Variational study of mass generation and deconfinement in Yang-Mills theory

TL;DR

This paper introduces a simple variational method using the Gaussian effective potential to study mass generation and deconfinement in pure SU(N) Yang-Mills theory, providing analytical insights and matching lattice results.

Contribution

It presents a novel variational approach based on the Gaussian effective potential in a covariant gauge for Yang-Mills theory, enabling analytical study of mass generation and phase transition.

Findings

Identifies a weak first-order deconfinement transition at T_c≈250 MeV for N=3.

Shows the mass scale drops discontinuously at the transition.

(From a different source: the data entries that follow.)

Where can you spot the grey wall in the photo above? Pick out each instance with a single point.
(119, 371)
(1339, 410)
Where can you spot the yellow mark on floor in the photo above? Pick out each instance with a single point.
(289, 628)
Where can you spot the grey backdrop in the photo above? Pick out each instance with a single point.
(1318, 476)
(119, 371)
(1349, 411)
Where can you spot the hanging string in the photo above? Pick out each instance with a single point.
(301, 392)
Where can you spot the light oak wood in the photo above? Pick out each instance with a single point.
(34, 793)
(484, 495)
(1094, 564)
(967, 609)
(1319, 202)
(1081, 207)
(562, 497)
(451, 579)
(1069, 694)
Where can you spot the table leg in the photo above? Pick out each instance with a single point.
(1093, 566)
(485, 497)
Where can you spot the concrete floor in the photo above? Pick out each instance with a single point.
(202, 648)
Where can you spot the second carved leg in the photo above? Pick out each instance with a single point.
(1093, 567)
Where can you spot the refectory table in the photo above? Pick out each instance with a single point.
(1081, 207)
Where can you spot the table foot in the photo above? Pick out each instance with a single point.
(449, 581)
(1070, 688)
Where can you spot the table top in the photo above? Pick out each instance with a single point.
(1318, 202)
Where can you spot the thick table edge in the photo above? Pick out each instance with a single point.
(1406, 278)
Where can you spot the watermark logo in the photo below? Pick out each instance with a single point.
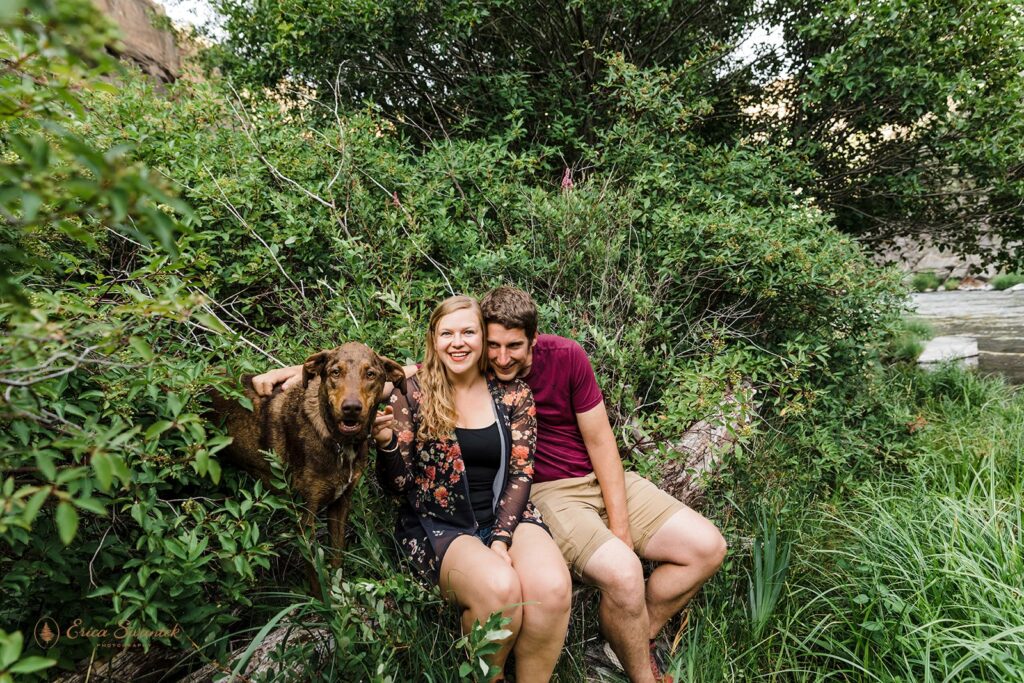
(47, 633)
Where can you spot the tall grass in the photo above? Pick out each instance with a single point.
(915, 575)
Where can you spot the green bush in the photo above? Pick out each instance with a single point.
(682, 267)
(924, 282)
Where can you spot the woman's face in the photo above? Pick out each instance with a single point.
(459, 341)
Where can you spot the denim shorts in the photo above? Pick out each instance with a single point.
(484, 534)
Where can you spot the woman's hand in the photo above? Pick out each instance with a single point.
(502, 550)
(381, 429)
(287, 377)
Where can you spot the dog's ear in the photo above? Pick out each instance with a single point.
(313, 367)
(394, 373)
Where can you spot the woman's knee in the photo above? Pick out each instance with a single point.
(548, 591)
(501, 588)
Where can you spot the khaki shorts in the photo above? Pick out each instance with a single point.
(573, 510)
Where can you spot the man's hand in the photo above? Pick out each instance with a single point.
(381, 429)
(502, 550)
(287, 377)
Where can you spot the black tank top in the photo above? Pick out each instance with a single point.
(481, 453)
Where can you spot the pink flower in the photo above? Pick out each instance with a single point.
(440, 495)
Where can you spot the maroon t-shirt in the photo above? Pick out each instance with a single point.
(563, 384)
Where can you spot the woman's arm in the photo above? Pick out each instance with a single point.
(513, 499)
(394, 444)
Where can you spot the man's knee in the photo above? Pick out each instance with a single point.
(621, 579)
(711, 549)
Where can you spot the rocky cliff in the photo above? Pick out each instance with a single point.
(144, 40)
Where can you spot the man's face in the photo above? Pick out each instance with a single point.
(509, 350)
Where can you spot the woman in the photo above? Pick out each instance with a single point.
(459, 450)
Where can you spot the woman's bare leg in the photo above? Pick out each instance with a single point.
(547, 591)
(481, 583)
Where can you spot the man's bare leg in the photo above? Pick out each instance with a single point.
(615, 569)
(690, 550)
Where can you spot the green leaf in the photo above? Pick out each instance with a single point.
(91, 505)
(34, 505)
(103, 469)
(32, 664)
(211, 323)
(141, 347)
(10, 648)
(45, 464)
(157, 428)
(67, 520)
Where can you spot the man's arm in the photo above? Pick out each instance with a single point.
(600, 441)
(288, 377)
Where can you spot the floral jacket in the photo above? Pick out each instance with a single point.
(431, 479)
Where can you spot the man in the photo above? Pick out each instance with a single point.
(603, 518)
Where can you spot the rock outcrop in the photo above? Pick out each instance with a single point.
(143, 40)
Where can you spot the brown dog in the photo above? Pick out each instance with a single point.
(320, 430)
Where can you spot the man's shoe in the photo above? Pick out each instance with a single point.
(610, 655)
(655, 667)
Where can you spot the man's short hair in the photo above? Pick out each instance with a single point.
(510, 307)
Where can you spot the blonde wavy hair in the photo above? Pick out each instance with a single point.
(437, 415)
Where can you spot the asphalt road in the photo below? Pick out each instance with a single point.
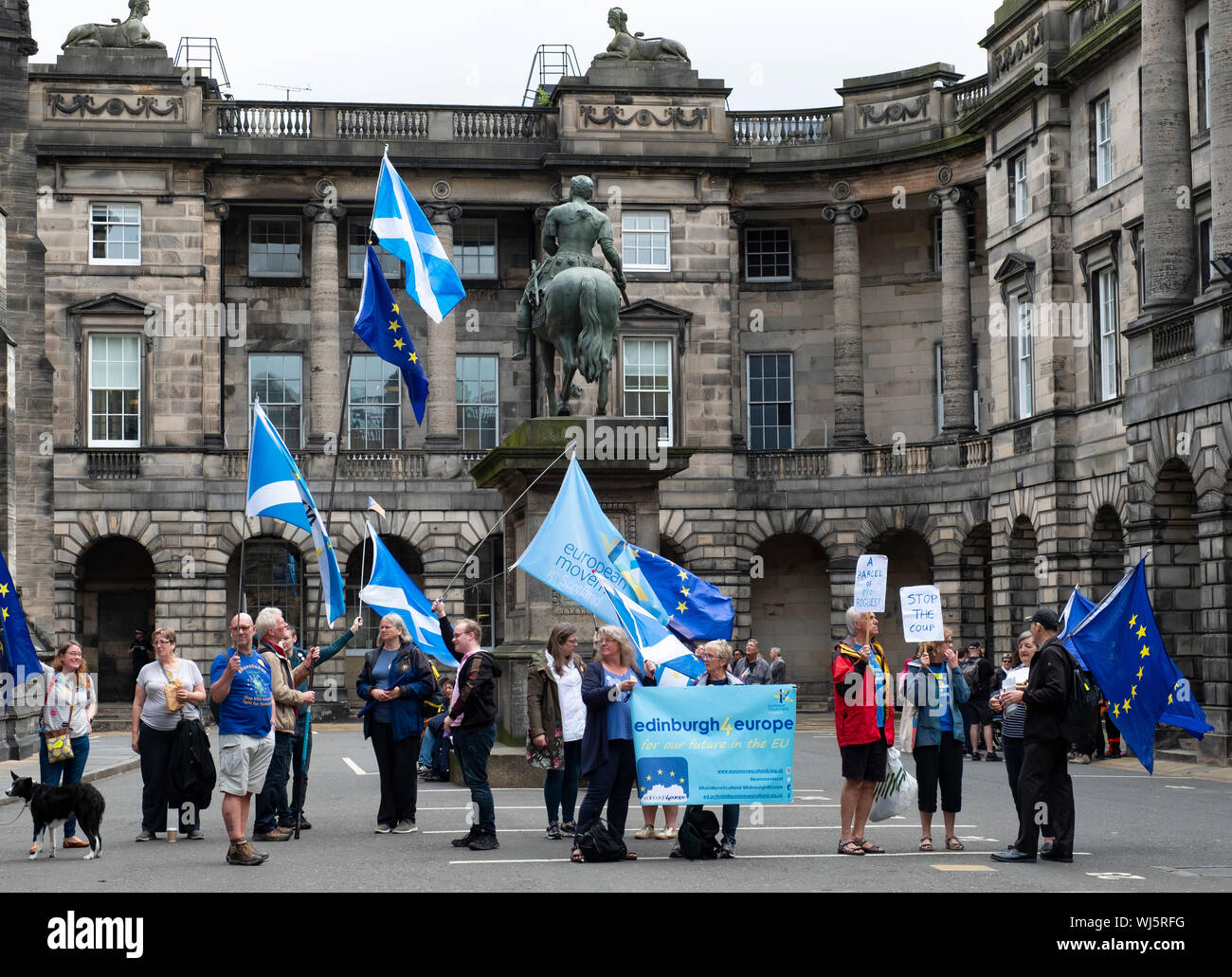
(1133, 834)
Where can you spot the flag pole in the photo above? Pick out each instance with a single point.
(501, 516)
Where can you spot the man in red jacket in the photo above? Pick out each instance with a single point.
(863, 721)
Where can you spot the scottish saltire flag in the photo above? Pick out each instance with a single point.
(390, 590)
(17, 657)
(380, 324)
(278, 489)
(1077, 607)
(577, 545)
(1121, 645)
(673, 661)
(403, 230)
(697, 610)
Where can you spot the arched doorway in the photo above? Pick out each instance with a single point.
(789, 606)
(115, 596)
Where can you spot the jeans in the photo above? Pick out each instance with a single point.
(154, 747)
(611, 783)
(731, 818)
(274, 791)
(70, 770)
(561, 787)
(475, 746)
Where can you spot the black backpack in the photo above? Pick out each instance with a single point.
(1079, 722)
(599, 844)
(698, 836)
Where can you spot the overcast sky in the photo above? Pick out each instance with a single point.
(477, 52)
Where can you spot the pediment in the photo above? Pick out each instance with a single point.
(114, 303)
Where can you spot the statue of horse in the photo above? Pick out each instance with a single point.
(580, 319)
(130, 33)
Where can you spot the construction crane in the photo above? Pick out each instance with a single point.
(287, 89)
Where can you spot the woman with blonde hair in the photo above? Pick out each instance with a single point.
(555, 719)
(68, 711)
(607, 744)
(168, 689)
(394, 679)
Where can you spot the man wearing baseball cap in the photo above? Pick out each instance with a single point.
(1043, 750)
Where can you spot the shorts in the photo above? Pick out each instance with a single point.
(243, 762)
(865, 762)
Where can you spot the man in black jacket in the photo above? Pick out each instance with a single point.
(1043, 750)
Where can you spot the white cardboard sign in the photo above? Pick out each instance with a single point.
(870, 583)
(922, 614)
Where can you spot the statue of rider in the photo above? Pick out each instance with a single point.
(571, 232)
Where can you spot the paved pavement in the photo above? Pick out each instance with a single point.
(1134, 834)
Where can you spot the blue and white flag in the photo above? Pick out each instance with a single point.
(276, 488)
(1142, 685)
(17, 656)
(390, 590)
(578, 545)
(673, 661)
(380, 324)
(403, 230)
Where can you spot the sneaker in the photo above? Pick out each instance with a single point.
(464, 841)
(484, 841)
(242, 853)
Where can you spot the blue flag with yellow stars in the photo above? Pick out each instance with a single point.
(17, 657)
(380, 324)
(698, 611)
(1121, 645)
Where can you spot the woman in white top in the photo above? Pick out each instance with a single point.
(70, 701)
(169, 688)
(555, 721)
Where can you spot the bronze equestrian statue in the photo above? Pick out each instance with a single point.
(570, 303)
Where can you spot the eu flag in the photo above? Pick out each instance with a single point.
(698, 611)
(1121, 645)
(380, 324)
(17, 656)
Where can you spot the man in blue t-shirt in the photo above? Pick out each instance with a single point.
(242, 685)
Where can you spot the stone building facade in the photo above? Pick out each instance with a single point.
(825, 311)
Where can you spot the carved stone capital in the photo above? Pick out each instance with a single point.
(443, 213)
(952, 196)
(844, 213)
(318, 212)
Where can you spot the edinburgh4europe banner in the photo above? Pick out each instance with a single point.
(721, 744)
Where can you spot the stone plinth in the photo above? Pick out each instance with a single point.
(625, 477)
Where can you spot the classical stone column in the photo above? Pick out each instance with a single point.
(1219, 57)
(848, 335)
(325, 349)
(443, 415)
(960, 414)
(1167, 173)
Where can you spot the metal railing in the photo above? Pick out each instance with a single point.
(802, 127)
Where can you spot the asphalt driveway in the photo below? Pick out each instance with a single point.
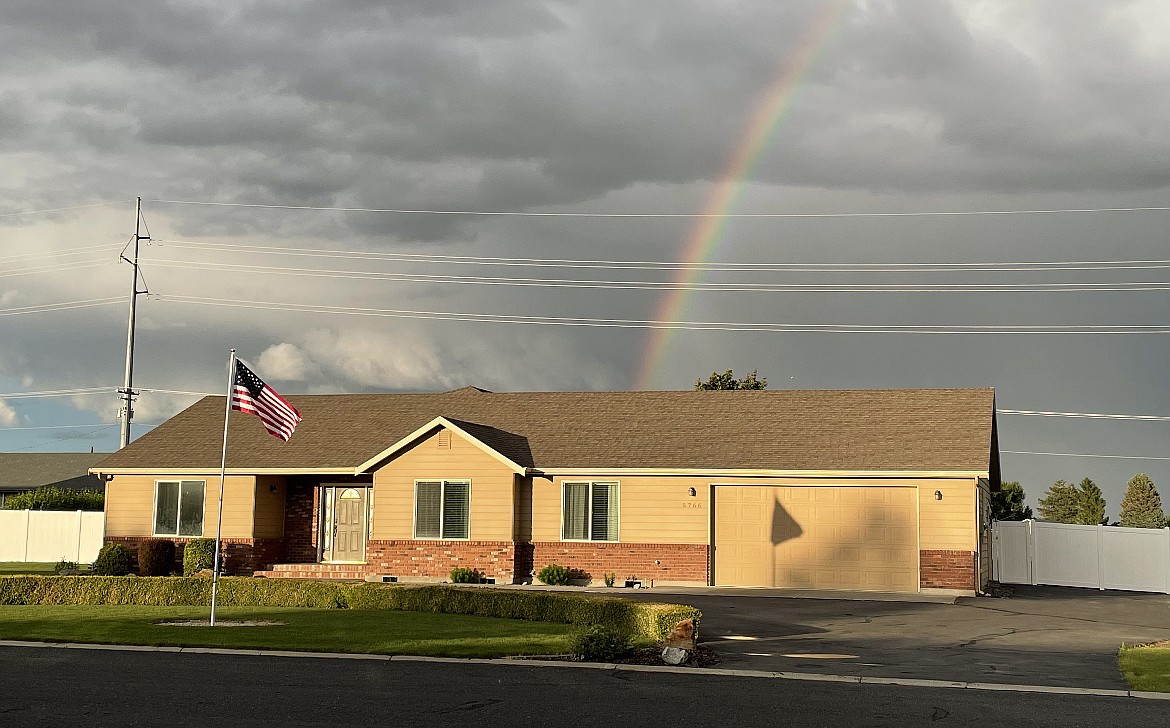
(1038, 636)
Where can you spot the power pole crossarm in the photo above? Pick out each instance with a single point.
(128, 392)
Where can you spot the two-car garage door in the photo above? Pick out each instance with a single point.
(817, 537)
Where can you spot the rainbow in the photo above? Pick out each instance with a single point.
(708, 229)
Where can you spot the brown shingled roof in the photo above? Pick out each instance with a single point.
(780, 430)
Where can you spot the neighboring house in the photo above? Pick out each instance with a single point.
(817, 489)
(23, 472)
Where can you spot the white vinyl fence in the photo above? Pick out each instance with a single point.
(50, 535)
(1067, 555)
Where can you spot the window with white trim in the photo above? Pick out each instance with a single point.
(442, 508)
(590, 512)
(179, 507)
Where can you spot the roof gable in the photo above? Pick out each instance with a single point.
(442, 423)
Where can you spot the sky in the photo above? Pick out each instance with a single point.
(269, 139)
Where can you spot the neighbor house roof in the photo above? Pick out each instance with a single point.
(27, 471)
(782, 430)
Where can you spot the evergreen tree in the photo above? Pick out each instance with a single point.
(1142, 506)
(727, 380)
(1060, 503)
(1007, 505)
(1091, 503)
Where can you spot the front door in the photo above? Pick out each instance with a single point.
(349, 524)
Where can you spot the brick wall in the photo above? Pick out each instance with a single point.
(301, 515)
(660, 562)
(942, 569)
(241, 556)
(435, 558)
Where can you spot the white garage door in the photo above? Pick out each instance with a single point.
(817, 537)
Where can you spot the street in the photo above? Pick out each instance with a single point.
(100, 687)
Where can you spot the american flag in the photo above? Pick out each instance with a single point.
(250, 395)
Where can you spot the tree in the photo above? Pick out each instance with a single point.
(1060, 503)
(1007, 505)
(1091, 505)
(1141, 507)
(727, 380)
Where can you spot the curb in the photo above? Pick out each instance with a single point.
(649, 668)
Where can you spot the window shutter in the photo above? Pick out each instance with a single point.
(455, 509)
(427, 503)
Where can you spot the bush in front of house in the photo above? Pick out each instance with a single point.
(156, 557)
(645, 619)
(462, 575)
(600, 644)
(114, 560)
(198, 554)
(555, 575)
(50, 498)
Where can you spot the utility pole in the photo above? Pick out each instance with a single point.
(128, 392)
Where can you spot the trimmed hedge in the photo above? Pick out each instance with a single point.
(649, 619)
(52, 498)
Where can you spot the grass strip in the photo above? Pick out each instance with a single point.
(1147, 667)
(314, 630)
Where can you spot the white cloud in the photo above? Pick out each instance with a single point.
(8, 417)
(284, 362)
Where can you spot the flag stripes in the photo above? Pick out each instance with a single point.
(252, 396)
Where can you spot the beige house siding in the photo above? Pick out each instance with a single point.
(660, 509)
(269, 500)
(130, 505)
(493, 489)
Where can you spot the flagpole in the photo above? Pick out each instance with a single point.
(219, 521)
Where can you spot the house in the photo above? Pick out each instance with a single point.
(23, 472)
(881, 489)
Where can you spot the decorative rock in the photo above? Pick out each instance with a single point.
(682, 636)
(674, 656)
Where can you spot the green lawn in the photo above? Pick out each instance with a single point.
(362, 631)
(1147, 668)
(22, 567)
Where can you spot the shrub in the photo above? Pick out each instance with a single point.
(600, 644)
(156, 557)
(645, 619)
(114, 560)
(555, 575)
(198, 554)
(462, 575)
(52, 498)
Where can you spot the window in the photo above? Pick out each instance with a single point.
(590, 512)
(179, 508)
(441, 508)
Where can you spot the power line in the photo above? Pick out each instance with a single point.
(71, 392)
(1023, 452)
(711, 286)
(64, 252)
(56, 267)
(627, 323)
(537, 262)
(1156, 418)
(667, 214)
(57, 307)
(36, 212)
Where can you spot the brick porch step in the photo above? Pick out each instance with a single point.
(315, 571)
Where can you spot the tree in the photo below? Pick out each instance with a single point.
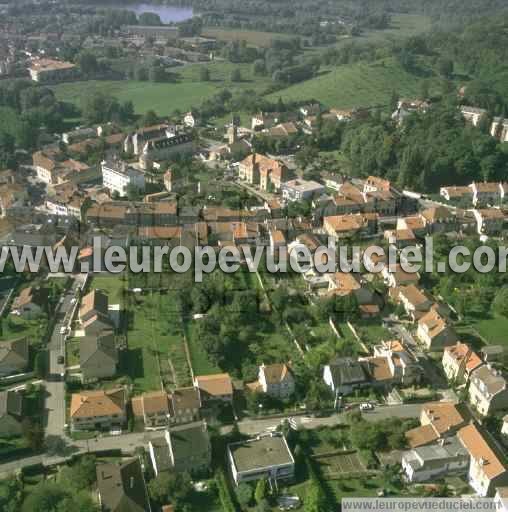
(236, 75)
(244, 494)
(40, 364)
(315, 500)
(204, 74)
(149, 18)
(150, 118)
(445, 68)
(33, 434)
(10, 494)
(87, 63)
(55, 445)
(261, 491)
(173, 487)
(500, 303)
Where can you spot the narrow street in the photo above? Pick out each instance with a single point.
(54, 412)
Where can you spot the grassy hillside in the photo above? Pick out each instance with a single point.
(354, 85)
(164, 98)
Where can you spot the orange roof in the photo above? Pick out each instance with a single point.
(344, 282)
(434, 323)
(480, 450)
(215, 385)
(462, 352)
(379, 183)
(445, 416)
(421, 436)
(379, 368)
(275, 373)
(89, 404)
(155, 402)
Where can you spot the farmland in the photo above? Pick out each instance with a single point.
(355, 85)
(253, 37)
(164, 98)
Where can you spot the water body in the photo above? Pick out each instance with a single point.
(167, 13)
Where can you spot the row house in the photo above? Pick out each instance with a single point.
(430, 462)
(455, 193)
(435, 332)
(459, 361)
(347, 226)
(185, 448)
(301, 190)
(488, 390)
(274, 380)
(489, 221)
(487, 469)
(438, 220)
(438, 421)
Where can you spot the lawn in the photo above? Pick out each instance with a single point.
(164, 98)
(155, 353)
(494, 330)
(9, 120)
(252, 37)
(354, 85)
(112, 286)
(15, 327)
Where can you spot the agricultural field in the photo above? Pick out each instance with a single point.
(252, 37)
(354, 85)
(164, 98)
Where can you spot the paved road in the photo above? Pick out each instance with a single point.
(127, 443)
(54, 413)
(252, 427)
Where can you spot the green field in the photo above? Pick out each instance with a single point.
(494, 330)
(253, 37)
(355, 85)
(9, 120)
(164, 98)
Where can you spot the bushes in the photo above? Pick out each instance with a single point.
(226, 500)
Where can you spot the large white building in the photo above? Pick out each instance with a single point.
(117, 176)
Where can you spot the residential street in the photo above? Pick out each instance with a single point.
(54, 413)
(253, 427)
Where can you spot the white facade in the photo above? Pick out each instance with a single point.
(116, 178)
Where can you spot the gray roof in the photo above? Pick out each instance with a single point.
(256, 454)
(102, 345)
(189, 440)
(11, 403)
(436, 455)
(161, 454)
(347, 371)
(122, 487)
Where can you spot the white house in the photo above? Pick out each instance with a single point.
(117, 176)
(426, 463)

Finds the equation of state agrees well with lattice data.

Abstract

A very simple variational approach to pure SU($N$) Yang-Mills theory is proposed, based on the Gaussian effective potential in a linear covariant gauge. The method provides an analytical variational argument for mass generation. The method can be improved order by order by a perturbative massive expansion around the optimal trial vacuum. At finite temperature, a weak first-order transition is found (at $T_c\approx 250$ MeV for $N=3$) where the mass scale drops discontinuously. Above the transition the optimal mass increases linearly as expected for deconfined bosons. The equation of state is found in good agreement with the lattice data.